Le livre donne aussi à penser qu’on ne forme pas les enseignants à l’enseignement explicite au Québec (type d'enseignement identifié selon eux comme le plus performant selon les méta-analyses). Or, l'enseignement explicite est bel et bien enseigné et utilisé en formation des enseignants. Les auteurs veulent-ils se faire passer pour de preux chevaliers, porteurs de la bonne parole que les hordes de méchants socioconstructivistes ignorent en raison de leur aveuglement idéologique, de leur incompétence et de leur posture corporatiste ?

Enfin, sur un autre plan, je tends à penser, et le livre me conforte dans cette pensée, que la centration sur les questions d’efficacité produit l’effet pervers de passer sous silence les conditions d’exercice de la profession. L’Institut pourrait ainsi avoir pour effet de créer l’illusion que les problèmes éducatifs seront réglés par la pédagogie (sans compter que sa création donne aussi à penser que la pédagogie telle qu’enseignée en formation initiale et celle mise en place par les enseignants en exercice fait problème: ce qui n’a aucunement été démontré). Les recherches tendent plutôt à montrer que les problèmes de notre système d'éducation ne sont pas d’ordre pédagogique: décrochage des profs, système à 2 voire 3 vitesses, composition des classes, manque de spécialistes (orthopédagogues, psycho-éducateurs, orthophonistes, techniciens en éducation spécialisée, techniciens en travail social, etc.), bureaucratisation des tâches, sous-financement, etc. Au final, la loi 23 passe à côté de l’essentiel et c’est pourquoi un très grand nombre d'acteurs de l'éducation la trouve néfaste.

Fausses croyances par rapport à la science

La rationalité ne loge que dans la science.

La science, c'est ce qui se calcule.

La vérité est démontrée lorsque « ça marche ».

Seule la posture empiriste est pertinente en science.

La science peut trouver des solutions à tous les problèmes.
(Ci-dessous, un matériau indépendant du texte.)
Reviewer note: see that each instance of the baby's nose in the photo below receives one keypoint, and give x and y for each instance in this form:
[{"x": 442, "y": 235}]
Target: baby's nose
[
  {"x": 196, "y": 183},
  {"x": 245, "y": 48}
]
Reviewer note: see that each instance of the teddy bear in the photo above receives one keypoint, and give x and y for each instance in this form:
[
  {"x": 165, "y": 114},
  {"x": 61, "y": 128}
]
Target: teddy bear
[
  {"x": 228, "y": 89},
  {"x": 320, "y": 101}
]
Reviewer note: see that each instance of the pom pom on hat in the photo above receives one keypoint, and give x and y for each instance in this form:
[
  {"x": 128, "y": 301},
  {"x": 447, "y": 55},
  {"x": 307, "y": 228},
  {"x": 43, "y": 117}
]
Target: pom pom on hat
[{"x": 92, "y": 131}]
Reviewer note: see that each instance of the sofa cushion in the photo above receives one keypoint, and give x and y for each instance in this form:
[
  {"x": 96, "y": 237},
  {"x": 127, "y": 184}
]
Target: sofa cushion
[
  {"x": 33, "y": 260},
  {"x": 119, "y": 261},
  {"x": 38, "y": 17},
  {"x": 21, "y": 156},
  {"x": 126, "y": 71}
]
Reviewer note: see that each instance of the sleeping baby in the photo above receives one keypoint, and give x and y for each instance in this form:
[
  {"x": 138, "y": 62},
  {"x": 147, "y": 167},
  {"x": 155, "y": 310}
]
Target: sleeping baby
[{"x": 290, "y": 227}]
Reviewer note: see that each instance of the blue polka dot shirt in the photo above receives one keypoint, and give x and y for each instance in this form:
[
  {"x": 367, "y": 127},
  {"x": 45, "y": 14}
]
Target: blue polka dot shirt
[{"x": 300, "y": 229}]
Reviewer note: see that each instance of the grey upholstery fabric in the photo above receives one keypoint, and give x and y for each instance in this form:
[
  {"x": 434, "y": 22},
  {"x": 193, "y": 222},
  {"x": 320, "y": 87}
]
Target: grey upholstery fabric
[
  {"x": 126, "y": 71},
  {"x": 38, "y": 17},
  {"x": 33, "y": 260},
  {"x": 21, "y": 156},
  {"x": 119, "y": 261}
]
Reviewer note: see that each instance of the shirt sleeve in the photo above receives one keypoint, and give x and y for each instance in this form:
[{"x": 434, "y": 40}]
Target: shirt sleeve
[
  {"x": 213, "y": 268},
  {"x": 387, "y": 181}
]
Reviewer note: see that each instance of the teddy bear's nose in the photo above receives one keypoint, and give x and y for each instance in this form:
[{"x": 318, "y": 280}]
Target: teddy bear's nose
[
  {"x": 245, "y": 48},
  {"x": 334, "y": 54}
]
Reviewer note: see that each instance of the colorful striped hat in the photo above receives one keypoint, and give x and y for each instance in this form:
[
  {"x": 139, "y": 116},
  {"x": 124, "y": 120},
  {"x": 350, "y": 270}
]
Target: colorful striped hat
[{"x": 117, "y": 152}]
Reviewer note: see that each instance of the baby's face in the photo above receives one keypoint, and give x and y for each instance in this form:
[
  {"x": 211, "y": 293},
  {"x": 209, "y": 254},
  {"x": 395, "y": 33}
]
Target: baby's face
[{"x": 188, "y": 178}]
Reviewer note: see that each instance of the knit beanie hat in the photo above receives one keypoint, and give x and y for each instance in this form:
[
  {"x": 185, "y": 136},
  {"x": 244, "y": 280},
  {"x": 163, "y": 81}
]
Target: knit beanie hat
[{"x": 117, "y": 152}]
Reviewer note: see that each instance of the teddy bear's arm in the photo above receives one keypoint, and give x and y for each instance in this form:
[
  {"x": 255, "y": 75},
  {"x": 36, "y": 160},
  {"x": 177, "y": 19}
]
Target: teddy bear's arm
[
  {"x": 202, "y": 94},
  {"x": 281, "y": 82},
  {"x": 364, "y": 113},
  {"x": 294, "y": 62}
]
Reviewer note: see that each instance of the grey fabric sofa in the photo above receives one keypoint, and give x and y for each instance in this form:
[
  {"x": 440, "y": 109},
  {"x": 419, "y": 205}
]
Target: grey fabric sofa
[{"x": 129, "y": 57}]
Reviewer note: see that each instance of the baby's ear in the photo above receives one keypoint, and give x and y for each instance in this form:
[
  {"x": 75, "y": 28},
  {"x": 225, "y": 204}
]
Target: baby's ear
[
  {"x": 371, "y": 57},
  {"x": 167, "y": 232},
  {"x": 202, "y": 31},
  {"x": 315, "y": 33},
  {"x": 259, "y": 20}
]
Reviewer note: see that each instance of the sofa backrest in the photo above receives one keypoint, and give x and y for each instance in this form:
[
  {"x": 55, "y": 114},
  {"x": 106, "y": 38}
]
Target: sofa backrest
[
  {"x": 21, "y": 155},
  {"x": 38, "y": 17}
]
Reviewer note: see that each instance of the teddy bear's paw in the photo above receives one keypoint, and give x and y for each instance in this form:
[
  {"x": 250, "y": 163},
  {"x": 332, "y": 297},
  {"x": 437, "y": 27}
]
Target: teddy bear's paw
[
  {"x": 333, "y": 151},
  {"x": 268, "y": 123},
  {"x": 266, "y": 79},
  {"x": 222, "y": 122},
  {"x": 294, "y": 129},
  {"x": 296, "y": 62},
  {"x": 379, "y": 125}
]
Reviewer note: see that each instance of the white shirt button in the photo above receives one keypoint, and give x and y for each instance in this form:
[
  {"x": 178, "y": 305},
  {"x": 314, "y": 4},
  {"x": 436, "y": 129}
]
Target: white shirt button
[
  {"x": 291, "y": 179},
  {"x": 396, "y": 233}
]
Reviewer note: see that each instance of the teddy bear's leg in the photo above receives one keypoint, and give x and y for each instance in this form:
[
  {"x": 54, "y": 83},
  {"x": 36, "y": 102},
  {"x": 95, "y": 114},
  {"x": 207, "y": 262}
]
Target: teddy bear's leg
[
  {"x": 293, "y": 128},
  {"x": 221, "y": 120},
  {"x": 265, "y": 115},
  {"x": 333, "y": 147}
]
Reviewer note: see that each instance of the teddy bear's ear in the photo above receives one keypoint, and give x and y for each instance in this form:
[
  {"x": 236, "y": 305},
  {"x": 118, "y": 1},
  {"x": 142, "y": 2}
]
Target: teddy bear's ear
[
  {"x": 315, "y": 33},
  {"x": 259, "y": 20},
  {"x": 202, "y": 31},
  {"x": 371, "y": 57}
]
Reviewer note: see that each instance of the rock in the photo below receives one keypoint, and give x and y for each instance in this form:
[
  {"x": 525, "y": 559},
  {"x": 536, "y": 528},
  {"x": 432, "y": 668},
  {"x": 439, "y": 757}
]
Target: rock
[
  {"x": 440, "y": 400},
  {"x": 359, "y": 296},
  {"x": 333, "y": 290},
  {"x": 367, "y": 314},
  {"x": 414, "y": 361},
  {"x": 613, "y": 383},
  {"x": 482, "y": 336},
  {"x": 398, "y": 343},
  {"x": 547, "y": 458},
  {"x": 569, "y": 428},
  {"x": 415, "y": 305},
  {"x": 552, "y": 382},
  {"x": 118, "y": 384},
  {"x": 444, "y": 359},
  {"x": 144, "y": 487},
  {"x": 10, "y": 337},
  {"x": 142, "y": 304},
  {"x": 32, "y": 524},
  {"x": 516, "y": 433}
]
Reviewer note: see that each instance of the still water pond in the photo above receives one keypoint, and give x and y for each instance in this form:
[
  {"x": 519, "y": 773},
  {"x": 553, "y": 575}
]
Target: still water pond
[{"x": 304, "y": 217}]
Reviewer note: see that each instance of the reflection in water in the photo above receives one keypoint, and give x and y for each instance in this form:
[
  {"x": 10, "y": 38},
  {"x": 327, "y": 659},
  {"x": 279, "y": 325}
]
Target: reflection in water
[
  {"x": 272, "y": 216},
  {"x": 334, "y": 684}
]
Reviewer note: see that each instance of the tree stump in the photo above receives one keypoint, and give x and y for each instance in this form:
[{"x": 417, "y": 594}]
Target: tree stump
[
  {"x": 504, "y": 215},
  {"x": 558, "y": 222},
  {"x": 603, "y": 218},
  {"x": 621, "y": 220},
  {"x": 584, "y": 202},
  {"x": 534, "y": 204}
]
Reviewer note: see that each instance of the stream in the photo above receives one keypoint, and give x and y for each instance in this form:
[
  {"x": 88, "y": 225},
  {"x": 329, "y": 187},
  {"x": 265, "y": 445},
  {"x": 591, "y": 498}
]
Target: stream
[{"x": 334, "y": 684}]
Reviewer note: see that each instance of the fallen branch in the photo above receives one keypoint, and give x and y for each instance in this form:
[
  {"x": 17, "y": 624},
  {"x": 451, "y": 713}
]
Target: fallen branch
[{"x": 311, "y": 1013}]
La science n'a pas à se préoccuper de l'usage que l'on fait des savoirs qu'elle produit.

Naïveté scientifique

Certains chercheurs, encore aujourd'hui, postulent qu'il y a une coupure radicale entre savoirs savants et l'éthique et la politique. Pour eux, la science ne doit pas se préoccuper des valeurs et des finalités, celles-ci étant décidées en dehors de la science. La science n'a qu'à déterminer les meilleurs moyens pour atteindre les fins jugées pertinentes. C'est une telle posture qui a pu conduire des scientifiques à collaborer avec les pires régimes politiques. « Moi je produis du savoir, si les autres en font un mauvais usage ce n'est pas mon problème ». Croire que dans son travail scientifique (surtout si celui-ci a des incidences sur la vie des gens) il est possible de se passer de réflexions sur l'usage des savoirs que l'on produit et sur les conséquences que ceux-ci peuvent avoir c'est adopter une position naïve et potentiellement dangereuse.